Patients must be made aware of the risks associated
with decompression of the orbit. The
most common complication is diplopia.
Other potential complications include injury to the optic nerve or
retina from prolonged globe retraction.
Retrobulbar hematoma – a potential cause of blindness – is also a
possibility. Injury to the infraorbital
nerve and epistaxis may also occur.
Indications for orbital decompression vary depending
on time course. In the acute or subacute
phase of the disease, surgery is indicated if steroids fail to improve visual
disturbance OR if steroids are required for long-term maintenance of
vision. Functional indications for
surgery, generally present in the acute or subacute phase, include corneal
exposure with keratitis, usually in patients with significant lid retraction. More commonly, functional indications are
related to optic neuropathy. This may be
manifested by decreased visual acuity, visual field defects, abnormal visual
evoked potentials, and disk edema.
Patients with optic neuropathy are usually older, usually have LESS
proptosis, and usually have a shorter duration of eye disease. Globe prolapse anterior to the eyelids is
another early indication.
In the late phase, decompression is generally
performed for cosmesis, which is a relative indication. Again, this should occur only after orbital
findings have stabilized for approximately 6 months.
In general, the more advanced the exophthalmos, the
more extensive the surgery required to produce even a modest improvement. As a result, very few patients are satisfied
with the initial surgical procedure.
Needless to say, these patients frequently require
more than orbital decompression.
Strabismus surgery for the correction of diplopia and lid lengthening
for eye lid retraction are common adjunctive procedures. Ideally, orbital decompression is performed
first, followed by strabismus surgery and then lid lengthening.
Orbital Decompression
For each of the 4
sides of the orbital aperture a technique has been described for orbital decompression. The name of the surgeon associated with each
technique will be placed in parentheses.
SUPERIOR ORBITAL DECOMPRESSION (Naffziger)

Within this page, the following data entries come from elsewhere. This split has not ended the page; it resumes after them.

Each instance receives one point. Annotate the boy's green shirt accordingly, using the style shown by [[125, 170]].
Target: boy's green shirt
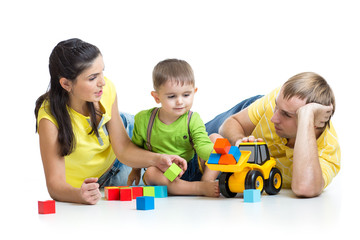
[[173, 139]]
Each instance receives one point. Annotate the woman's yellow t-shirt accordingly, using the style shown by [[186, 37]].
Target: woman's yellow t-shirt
[[92, 155]]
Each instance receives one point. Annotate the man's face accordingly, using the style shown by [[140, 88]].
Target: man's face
[[285, 115]]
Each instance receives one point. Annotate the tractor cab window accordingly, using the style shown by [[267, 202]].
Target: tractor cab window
[[264, 154], [250, 148]]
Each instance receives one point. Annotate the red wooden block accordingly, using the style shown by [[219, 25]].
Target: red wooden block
[[46, 207], [222, 146], [227, 159], [112, 193], [125, 194], [137, 192]]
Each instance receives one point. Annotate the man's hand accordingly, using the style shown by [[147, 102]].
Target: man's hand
[[90, 192], [319, 114], [166, 160]]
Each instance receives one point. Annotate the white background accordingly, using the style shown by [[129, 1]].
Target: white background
[[236, 48]]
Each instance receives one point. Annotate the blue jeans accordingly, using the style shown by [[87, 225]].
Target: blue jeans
[[213, 125], [119, 172]]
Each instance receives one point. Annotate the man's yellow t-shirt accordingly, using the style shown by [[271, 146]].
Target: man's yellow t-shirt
[[260, 113], [92, 155]]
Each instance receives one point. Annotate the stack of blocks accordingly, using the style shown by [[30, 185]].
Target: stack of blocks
[[144, 195], [225, 154]]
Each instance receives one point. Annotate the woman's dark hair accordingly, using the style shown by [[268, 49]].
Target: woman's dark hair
[[68, 59]]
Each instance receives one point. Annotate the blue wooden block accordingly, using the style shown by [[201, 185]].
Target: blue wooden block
[[160, 191], [252, 195], [235, 152], [145, 203], [214, 158]]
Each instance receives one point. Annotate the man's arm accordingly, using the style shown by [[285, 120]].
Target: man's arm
[[236, 127], [307, 180]]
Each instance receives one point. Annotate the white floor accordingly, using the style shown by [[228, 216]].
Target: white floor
[[275, 217]]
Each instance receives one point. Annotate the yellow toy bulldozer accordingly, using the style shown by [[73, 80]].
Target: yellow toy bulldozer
[[255, 169]]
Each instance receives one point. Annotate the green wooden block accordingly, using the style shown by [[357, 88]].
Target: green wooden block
[[149, 191], [172, 172]]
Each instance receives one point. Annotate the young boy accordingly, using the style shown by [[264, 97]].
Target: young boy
[[175, 131]]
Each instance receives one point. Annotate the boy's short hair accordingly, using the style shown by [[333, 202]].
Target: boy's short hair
[[311, 87], [175, 70]]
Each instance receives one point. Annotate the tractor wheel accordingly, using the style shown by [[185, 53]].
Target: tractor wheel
[[224, 185], [254, 180], [274, 183]]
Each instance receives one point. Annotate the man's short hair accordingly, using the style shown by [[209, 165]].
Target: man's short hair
[[311, 87]]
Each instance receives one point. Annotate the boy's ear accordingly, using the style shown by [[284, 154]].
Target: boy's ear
[[65, 84], [155, 96]]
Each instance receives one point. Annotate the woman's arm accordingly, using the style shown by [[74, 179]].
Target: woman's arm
[[131, 155], [54, 168]]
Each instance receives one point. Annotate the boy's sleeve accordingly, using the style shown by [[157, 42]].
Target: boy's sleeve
[[258, 108], [201, 140], [137, 137]]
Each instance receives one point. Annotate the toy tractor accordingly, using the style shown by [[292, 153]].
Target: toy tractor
[[255, 169]]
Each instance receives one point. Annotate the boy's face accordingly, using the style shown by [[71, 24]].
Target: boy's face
[[175, 99]]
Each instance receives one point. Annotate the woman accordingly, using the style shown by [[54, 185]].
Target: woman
[[81, 132]]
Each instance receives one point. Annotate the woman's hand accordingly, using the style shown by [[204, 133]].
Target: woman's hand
[[90, 192], [165, 162]]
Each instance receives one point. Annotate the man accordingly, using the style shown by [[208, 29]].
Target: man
[[294, 121]]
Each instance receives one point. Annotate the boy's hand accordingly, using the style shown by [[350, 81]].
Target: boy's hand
[[89, 191], [134, 176], [166, 161], [248, 139]]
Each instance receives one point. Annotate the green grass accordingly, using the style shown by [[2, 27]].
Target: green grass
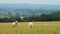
[[38, 28]]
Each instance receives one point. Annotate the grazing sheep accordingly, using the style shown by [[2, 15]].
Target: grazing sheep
[[30, 24]]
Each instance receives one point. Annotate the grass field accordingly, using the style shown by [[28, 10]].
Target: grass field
[[38, 28]]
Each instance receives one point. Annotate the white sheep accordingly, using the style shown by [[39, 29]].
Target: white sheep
[[14, 24], [30, 24]]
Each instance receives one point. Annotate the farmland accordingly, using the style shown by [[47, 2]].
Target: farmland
[[38, 28]]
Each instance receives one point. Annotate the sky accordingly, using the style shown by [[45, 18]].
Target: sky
[[55, 2]]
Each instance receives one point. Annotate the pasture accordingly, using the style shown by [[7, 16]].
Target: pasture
[[38, 28]]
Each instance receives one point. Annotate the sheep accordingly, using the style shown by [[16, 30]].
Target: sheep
[[14, 24], [30, 24]]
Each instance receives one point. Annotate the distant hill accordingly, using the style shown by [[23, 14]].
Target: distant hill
[[26, 9]]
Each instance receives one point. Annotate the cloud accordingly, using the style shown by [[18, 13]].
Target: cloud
[[30, 1]]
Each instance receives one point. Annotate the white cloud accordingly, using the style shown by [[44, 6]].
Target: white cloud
[[30, 1]]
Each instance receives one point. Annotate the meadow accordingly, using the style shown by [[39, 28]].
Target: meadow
[[38, 28]]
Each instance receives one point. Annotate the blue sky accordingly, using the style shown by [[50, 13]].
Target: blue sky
[[55, 2]]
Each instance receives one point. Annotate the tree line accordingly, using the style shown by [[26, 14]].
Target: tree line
[[55, 16]]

This involves complete unroofing of the orbit via a
frontal craniotomy. The advantage of
this approach is that a very large amount of orbital bone can be removed. Major disadvantages include the need for a
craniotomy and the transmission of pulsations from the brain to the globe
postoperatively. The problem with
pulsations can be overcome by using a titanium shield to support the frontal
lobe.
This approach must be performed in conjunction with
neurosurgery. The optic nerve must be
visualized. The orbital roof is removed
from just anterior to the optic foramen anteriorly to the anterosuperior
orbital rim. Periosteum must be left
intact as bone is removed to prevent injury to the levator muscle. Once the entire superior periosteum has been
uncovered, an H-shaped incision may be made in the periosteum to allow
herniation of orbital fat into the cranial vault. Titanium mesh can then be secured with
self-tapping screws to cover the orbital roof.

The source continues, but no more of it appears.